Malgré sa discrétion légendaire, le temps a donné à Lyne Richard des lecteurs de plus en plus nombreux et fidèles. Un magnifique recueil de nouvelles vient de paraître chez Lévesque éditeur : Prismacolor no 3251. Belle occasion pour une rencontre. Témoignage d’un engagement sans faille envers l’écriture.
Michel Pleau : Lyne Richard, depuis près de trente ans, vous avez publié dix-sept livres : des poèmes, des nouvelles et des romans. Vous êtes peintre également. D’où vient cette importante énergie créatrice ? Pourriez-vous faire un autoportrait de vous en tant qu’écrivaine ?
Lyne Richard : J’étais, et je suis encore, une femme de silences. Sauf qu’il y a de ces silences qui sont des cris retenus. Ils s’empilent, font des ombres qui acent des petits chemins de désespérance. Dès le début, le langage commun, quotidien, ne suffisait pas. Il n’avait pas assez de beauté, pas assez de charge émotive. Mais les blessures sont patientes, elles attendaient que le poème se manifeste par la présence d’un langage utre.
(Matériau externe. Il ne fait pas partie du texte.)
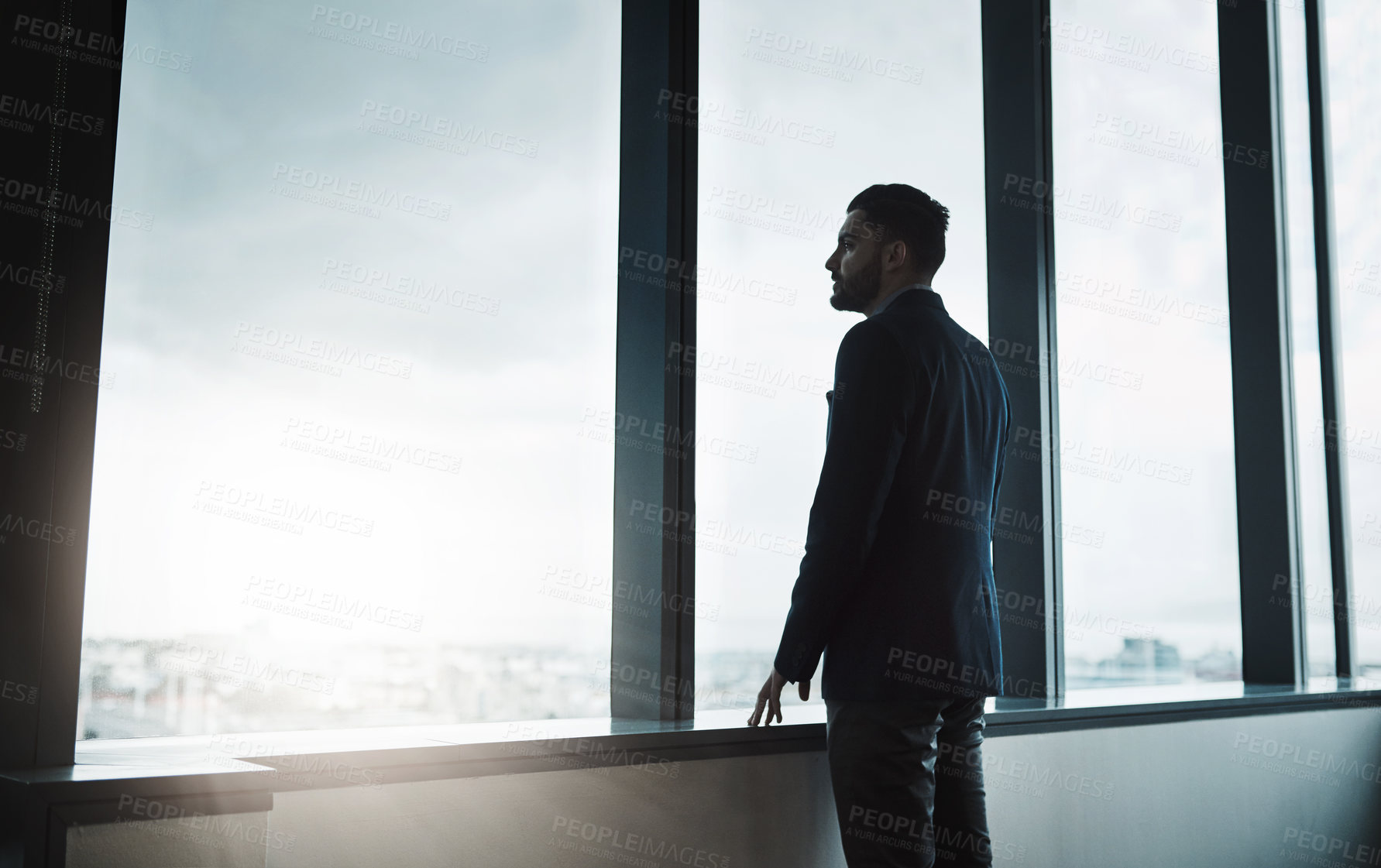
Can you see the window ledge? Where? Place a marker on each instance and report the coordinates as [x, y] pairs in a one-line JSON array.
[[234, 767]]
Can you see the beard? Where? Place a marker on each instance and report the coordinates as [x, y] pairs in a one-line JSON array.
[[858, 290]]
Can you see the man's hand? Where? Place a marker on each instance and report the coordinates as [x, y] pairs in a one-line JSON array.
[[771, 698]]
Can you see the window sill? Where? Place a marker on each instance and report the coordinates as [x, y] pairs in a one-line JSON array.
[[227, 773]]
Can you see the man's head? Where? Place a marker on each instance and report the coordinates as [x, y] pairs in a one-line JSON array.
[[892, 236]]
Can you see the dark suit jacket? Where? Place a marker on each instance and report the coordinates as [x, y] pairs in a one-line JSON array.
[[897, 582]]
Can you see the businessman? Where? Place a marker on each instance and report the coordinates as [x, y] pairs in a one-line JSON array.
[[897, 582]]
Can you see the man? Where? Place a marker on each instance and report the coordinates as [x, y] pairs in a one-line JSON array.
[[897, 582]]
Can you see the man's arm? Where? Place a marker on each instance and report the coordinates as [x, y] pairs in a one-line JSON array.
[[874, 393]]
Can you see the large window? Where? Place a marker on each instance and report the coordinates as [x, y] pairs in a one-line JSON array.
[[1315, 561], [802, 108], [356, 456], [356, 460], [1352, 31], [1145, 384]]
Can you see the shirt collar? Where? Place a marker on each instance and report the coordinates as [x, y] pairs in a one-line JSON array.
[[892, 297]]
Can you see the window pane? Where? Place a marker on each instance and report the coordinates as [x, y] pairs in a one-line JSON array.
[[347, 472], [1352, 32], [1145, 383], [802, 109]]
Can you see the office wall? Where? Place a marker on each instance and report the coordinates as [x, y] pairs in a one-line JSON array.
[[1221, 794]]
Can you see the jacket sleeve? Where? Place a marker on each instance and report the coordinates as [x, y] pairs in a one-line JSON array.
[[874, 393]]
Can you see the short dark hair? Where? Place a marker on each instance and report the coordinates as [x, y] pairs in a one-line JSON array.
[[906, 214]]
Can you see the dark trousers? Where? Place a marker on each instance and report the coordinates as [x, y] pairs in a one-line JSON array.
[[908, 783]]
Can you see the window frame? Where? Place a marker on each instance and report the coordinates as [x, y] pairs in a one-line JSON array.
[[658, 215]]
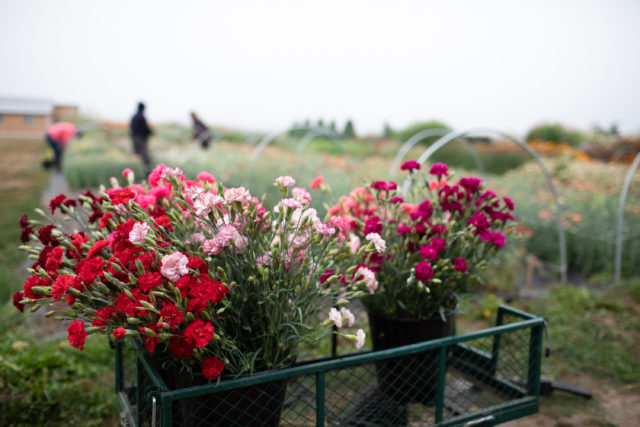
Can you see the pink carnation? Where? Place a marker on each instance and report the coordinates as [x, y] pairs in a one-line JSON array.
[[239, 194], [128, 174], [174, 266], [207, 177], [423, 271], [439, 169], [370, 277], [167, 173], [139, 232], [317, 182], [290, 203], [284, 181], [460, 265], [378, 242], [301, 193], [410, 165], [213, 246]]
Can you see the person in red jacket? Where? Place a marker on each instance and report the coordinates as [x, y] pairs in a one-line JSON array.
[[58, 137]]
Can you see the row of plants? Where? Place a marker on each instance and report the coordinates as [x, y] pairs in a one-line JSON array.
[[43, 381]]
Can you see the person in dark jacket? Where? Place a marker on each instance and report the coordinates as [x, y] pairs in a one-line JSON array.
[[140, 132], [201, 133]]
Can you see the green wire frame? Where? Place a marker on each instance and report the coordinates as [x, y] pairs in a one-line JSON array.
[[479, 365]]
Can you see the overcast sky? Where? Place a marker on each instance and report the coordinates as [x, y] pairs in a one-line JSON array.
[[262, 65]]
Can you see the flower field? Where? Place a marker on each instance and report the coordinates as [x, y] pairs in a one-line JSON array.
[[595, 342]]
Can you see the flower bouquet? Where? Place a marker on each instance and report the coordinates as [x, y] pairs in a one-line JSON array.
[[204, 277], [430, 246]]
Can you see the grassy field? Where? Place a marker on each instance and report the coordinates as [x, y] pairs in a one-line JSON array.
[[594, 329]]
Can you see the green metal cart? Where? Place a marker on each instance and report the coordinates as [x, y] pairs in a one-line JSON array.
[[485, 377]]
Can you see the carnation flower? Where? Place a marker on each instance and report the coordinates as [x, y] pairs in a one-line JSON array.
[[290, 203], [76, 334], [284, 181], [410, 165], [317, 182], [348, 316], [378, 242], [336, 317], [139, 232], [168, 173], [119, 333], [370, 277], [300, 193], [423, 271], [174, 266], [212, 367], [360, 338], [239, 194], [207, 177], [460, 265], [439, 169]]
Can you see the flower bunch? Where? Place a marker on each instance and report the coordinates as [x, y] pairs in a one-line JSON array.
[[204, 276], [429, 248]]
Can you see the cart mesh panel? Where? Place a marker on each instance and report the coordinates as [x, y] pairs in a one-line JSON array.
[[484, 373]]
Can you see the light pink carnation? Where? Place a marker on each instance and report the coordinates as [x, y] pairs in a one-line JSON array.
[[285, 181], [167, 173], [370, 277], [324, 229], [290, 203], [139, 232], [353, 243], [213, 246], [128, 174], [264, 259], [206, 176], [378, 241], [360, 335], [205, 202], [335, 317], [301, 193], [174, 266]]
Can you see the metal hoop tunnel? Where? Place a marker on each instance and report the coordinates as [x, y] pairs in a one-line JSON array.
[[268, 139], [313, 134], [453, 135], [621, 204], [422, 135]]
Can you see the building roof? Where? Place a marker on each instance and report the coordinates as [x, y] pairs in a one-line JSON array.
[[26, 106]]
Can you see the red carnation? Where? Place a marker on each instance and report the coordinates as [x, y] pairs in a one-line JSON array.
[[200, 332], [171, 315], [148, 281], [119, 333], [97, 247], [460, 265], [60, 286], [56, 202], [89, 269], [123, 196], [212, 367], [181, 347], [52, 264], [76, 334], [44, 234], [104, 220], [17, 297]]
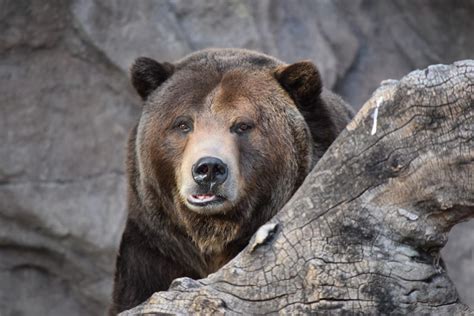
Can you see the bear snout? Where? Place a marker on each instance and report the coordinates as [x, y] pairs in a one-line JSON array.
[[209, 171]]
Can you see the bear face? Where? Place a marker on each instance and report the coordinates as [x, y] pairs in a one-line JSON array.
[[225, 138], [218, 143]]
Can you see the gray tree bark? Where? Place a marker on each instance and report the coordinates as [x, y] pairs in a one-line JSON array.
[[363, 233]]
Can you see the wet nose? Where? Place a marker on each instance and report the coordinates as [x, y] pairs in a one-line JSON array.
[[209, 170]]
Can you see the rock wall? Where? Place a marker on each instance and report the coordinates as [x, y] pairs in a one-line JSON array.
[[66, 107]]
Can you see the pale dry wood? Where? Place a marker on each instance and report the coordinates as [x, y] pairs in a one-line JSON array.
[[363, 233]]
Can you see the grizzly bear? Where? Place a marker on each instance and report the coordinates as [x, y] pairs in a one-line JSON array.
[[225, 138]]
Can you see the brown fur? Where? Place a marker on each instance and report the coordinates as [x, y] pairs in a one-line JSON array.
[[293, 125]]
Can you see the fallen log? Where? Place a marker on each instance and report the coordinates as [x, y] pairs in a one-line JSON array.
[[363, 234]]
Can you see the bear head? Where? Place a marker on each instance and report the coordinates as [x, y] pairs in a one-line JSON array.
[[224, 141]]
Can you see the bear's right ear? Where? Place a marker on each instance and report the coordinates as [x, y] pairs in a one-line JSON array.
[[148, 74], [302, 81]]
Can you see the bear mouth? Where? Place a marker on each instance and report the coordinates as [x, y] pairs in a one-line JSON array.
[[203, 200]]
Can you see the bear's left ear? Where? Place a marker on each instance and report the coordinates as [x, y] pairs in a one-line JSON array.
[[148, 74], [302, 81]]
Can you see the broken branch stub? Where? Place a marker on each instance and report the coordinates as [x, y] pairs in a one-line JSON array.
[[363, 233]]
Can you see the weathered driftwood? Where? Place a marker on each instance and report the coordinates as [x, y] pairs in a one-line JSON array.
[[363, 233]]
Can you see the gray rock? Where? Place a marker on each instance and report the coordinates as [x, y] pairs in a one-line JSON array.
[[67, 106]]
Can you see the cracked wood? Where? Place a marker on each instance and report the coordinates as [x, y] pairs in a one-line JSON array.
[[363, 233]]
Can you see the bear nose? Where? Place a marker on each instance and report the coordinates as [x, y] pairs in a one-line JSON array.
[[209, 170]]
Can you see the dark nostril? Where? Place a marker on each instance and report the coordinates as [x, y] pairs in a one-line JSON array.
[[209, 170], [202, 169]]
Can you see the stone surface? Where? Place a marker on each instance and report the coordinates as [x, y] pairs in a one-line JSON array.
[[66, 107]]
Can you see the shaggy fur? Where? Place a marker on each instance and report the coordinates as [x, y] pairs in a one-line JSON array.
[[294, 120]]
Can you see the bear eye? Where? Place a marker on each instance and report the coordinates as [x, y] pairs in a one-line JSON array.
[[183, 124], [242, 127]]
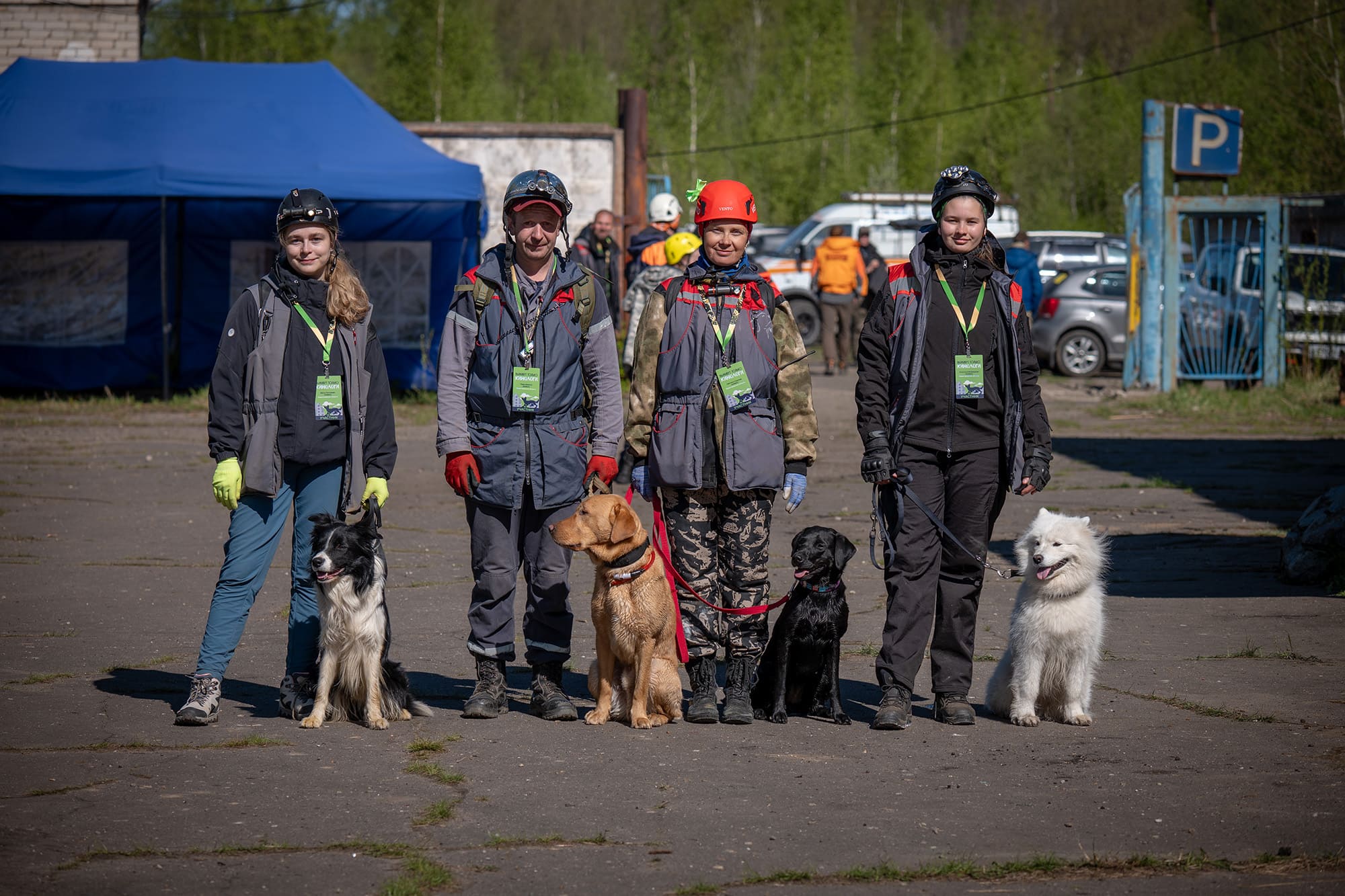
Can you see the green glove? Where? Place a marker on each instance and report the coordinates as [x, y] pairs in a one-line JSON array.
[[228, 482], [376, 486]]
Je suis entrée dans l’écriture comme on entre dans l’amour. Le cœur et le corps ouverts afin de répondre à cet appel qui vient d’ailleurs et de soi. Les débuts furent un long dévoilement et l’initiation, très intense, car consentir à la vérité du poème demande du courage. Il faut entendre vivre les émotions, les arrachements, les doutes.
Cette énergie créatrice vient du débordement, du doute, de l’envahissement par des territoires connus, attendus, mais aussi de cette possibilité de vivre les mots comme une remise au monde en explorant ce qui me touche, me choque, me déboussole. La poésie est extrêmement exigeante : elle dénude, guette mes défaillances, mes révoltes, mes chutes. Elle ouvre un espace où je peux habiter mes amours, la beauté et la lumière.
Depuis trente ans, l’écriture est une expérience nécessaire qui me ramène constamment à l’essentiel : saisir les mouvements du monde et les intérioriser afin d’en comprendre le sens.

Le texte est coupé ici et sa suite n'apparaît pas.